Strong barriers come from the "abstraction encoding of business practices and legal regulations", and the replication cost of AI-native software is extremely high
Taking SAP as an example (77% of global transaction revenue involves its systems), its barriers come from three layers of nesting: 1) Business rule encoding (executable logic of various national tax/labor laws/compliance regulations), 2) Irreversibility of customized configurations (tens of thousands of configuration parameters, hundreds of custom reports, decades of organizational memory accumulation), 3) Ecosystem lock-in (hundreds of thousands of certified consultants, S/4HANA mandatory migration turning into a re-locking event). Former SAP engineer Thomas Otter pointed out that many functions are not "business choices" but legal requirements (e.g., German payroll calculations involving church tax, social security apportionment, and dozens of interdependent variables), where a 0.01% error in payroll could lead to legal action.

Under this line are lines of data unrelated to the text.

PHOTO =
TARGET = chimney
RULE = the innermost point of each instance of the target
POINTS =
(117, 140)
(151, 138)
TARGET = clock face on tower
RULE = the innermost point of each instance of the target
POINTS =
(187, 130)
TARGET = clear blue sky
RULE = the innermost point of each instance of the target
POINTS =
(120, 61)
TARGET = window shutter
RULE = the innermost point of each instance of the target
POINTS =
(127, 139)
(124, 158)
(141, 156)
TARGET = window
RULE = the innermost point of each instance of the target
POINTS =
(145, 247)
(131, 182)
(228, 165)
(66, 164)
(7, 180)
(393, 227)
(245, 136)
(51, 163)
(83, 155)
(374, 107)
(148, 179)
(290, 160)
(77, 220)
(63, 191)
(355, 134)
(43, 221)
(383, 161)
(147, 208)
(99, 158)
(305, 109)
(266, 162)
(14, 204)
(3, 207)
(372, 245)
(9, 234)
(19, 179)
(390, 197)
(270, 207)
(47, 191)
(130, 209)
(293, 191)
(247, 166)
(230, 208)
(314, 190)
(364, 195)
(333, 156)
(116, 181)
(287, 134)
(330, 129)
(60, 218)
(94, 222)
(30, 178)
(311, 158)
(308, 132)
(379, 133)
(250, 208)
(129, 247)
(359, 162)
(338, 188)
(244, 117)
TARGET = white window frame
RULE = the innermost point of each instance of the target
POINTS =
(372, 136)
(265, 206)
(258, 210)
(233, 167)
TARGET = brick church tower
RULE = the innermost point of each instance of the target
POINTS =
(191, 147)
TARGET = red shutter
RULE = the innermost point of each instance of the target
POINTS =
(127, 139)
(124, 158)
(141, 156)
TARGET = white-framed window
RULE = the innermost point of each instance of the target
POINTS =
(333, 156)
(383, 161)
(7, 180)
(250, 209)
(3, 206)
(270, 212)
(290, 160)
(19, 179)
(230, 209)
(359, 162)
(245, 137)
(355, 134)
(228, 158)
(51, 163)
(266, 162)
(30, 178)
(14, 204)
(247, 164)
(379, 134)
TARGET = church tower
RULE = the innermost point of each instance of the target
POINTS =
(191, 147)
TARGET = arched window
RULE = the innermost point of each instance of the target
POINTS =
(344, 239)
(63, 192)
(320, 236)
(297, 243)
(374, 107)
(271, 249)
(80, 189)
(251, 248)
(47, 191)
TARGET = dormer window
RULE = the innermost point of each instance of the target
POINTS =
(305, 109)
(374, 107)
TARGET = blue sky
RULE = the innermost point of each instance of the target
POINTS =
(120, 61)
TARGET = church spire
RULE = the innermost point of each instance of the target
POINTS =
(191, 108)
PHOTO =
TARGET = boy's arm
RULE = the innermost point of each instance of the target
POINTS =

The threat of AI to core ERPs is "layered penetration" rather than "replacement", as UI/interaction layer and process automation layer (L1-L2) AI has enhanced these systems (such as SAPJoule), but in the foreseeable future, core business logic layer (L4, 2028+) and system record layer (L5) remain tools for enhancement rather than replacements. At the same time, AI is compressing the product development value chain, with internal practices at Anthropic showing a compression from weeks to hours in the cycle from idea to prototype, resulting in a decrease in the value of UI/UX as intermediate products and design tools like Figma facing the risk of "overall compression of the design phase", but barriers in visual collaboration and design system management still exist in the short term.
Investment advice
The current panic selling in the software sector provides a window of opportunity for pricing based on deep barriers. The company recommends configuring along the "barrier offense and defense properties": 1) Overweight core "offensive barrier" targets, where the barrier itself becomes a company with a new growth foundation in the AI era (such as Palantir, Ontology-driven AI platform, US commercial revenue +109%; ServiceNow, AI Control Tower positioned as an "AI agent governance platform", Now Assist ACV > $600 million targeting $1 billion); 2) Focus on the "defense to offense transformation" window, where traditional barriers are solid but companies need to validate AI revenue conversion (such as SAP, cloud revenue +26%, Cloud ERP Suite +33%, $64 billion cloud backlog; Salesforce, Agentforce ARR > $800 million but needs to shift from price-driven to AI consumption-driven); 3) Avoid targets with short barrier attenuation time constants, such as companies with low complexity and shallow data (such as Five9, revenue growth declining from 12% to 8%, the company has acknowledged the threat of AI replacement in its risk factors; UiPath, growth declining to 5-6%, RPA core value being directly replaced by AI agents). Follow-up on progress in cooperation between OpenAI, Anthropic, and consulting companies, as well as the inflection point in pricing and ARR growth for enterprise software companies in AI.
Risk analysis
If the pace of Fed rate cuts is slower than expected or the risk of global economic recession intensifies, it may lead to a comprehensive contraction in enterprise IT spending, further putting pressure on software sector valuations; The rate of improvement in model capabilities may exceed expectations, leading to AI agents penetrating medium to high complexity workflows faster than expected, putting targets currently considered "solid defensive barriers" at risk of erosion ahead of schedule; Failure to meet AI revenue growth expectations could pose significant risks of valuation retraction.